When Laqueur does cite evidence, it doesn't always support the intended conclusion. In 1975, he notes, the CIA found reason to double its ruble estimate of Soviet military spending. "This new information made it clear that the Soviet aim was not parity but superiority," he claims. Yet elsewhere he admits that the new estimate "did not affect its appraisal on the size or capabilities of Soviet military forces." In fact, the CIA concluded that Soviet military production was much less efficient than formerly believed. In total spending, moreover, the Warsaw Pact has always lagged behind NATO—hardly a case of Soviet "superiority." (Of course, the Soviets do have some geostrategic and organizational advantages that make them a serious potential threat to Western Europe.)

Ideology rather than sound scholarship seems to influence many of Laqueur's conclusions. How else can one account for his claim that "the more intelligent [Soviet] young men and women—those of character and integrity—will look for a career outside the KGB, and usually as far away from politics as humanly possible"? You don't have to admire the thuggish and unscrupulous KGB to believe that it is not staffed only by dolts. Since when are character and integrity synonymous with brains, anyway?

Similar ideological dispositions may explain his exclusive focus on bureaucratic foibles to discredit the notion of an invisible government. "I will examine intelligence analysis," he announces, "not covert action, counterintelligence, propaganda, disinformation, or other such topics." Yet those are the very functions that gave rise to the popular term "invisible government" in the first place.

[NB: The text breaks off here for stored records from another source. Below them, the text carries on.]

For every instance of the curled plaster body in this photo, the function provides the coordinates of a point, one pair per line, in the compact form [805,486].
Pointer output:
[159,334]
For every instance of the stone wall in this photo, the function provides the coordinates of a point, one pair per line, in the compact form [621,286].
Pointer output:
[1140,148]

From Laqueur's sanitized account, you'd never know that the CIA sent mercenaries into the Congo, bought journalists and news agencies, directed suicide missions in Cuba, consorted with mobsters, and parachuted SS veterans trained as guerrilla warriors into the Soviet Union. When he does allude to such sensational activities, his account deceives by omission. His glancing mention of "CIA ventures into the field of pharmacology" takes no note of the Technical Service Division's involvement in developing undetectable poisons (including one introduced unsuccessfully into the Congo to kill Patrice Lumumba) and mind-altering drugs (which led to the death of at least one unwitting subject) and in exploring the potential for using "Manchurian candidate"-like assassins, with unwitting dupes drugged by secret agents and then instructed to carry out assassinations.

Such activities are relevant even to Laqueur's narrow focus. No full analysis of bureaucratic influence on intelligence gathering can fail to note the potential conflict of interest posed by the CIA's dual missions of intelligence and covert action. Did not the CIA's commitment to overthrowing Fidel Castro affect its perception of his domestic unpopularity at the time of the Bay of Pigs invasion? Of the link between the two, Laqueur acknowledges only that the shortage of "talented personnel" in intelligence may stem from "the effort (that) had gone into training operators, rather than analysts."

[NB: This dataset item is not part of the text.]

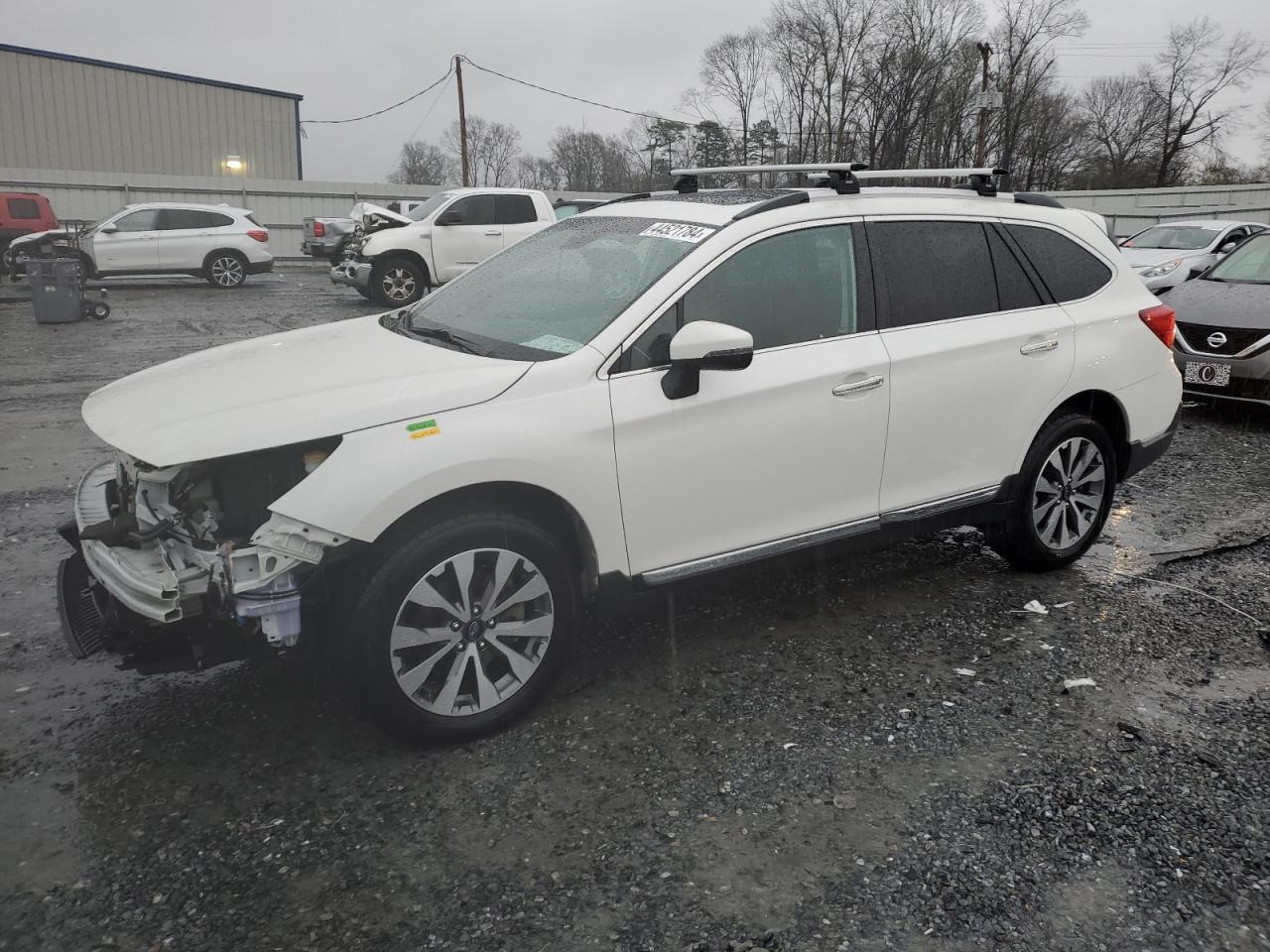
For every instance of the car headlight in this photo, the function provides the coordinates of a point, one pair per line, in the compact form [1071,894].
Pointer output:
[1159,271]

Instead of exposing "a world of secrets," Laqueur illuminates one corner of the espionage community. His account may have value as a balance to the CIA-as-the-source-of-all-evil literature. As a scholarly analysis, however, it lacks sufficient breadth or objectivity to rise above the pack.

Jonathan Marshall is editorial pages editor of the Oakland Tribune and a long-time follower of intelligence matters.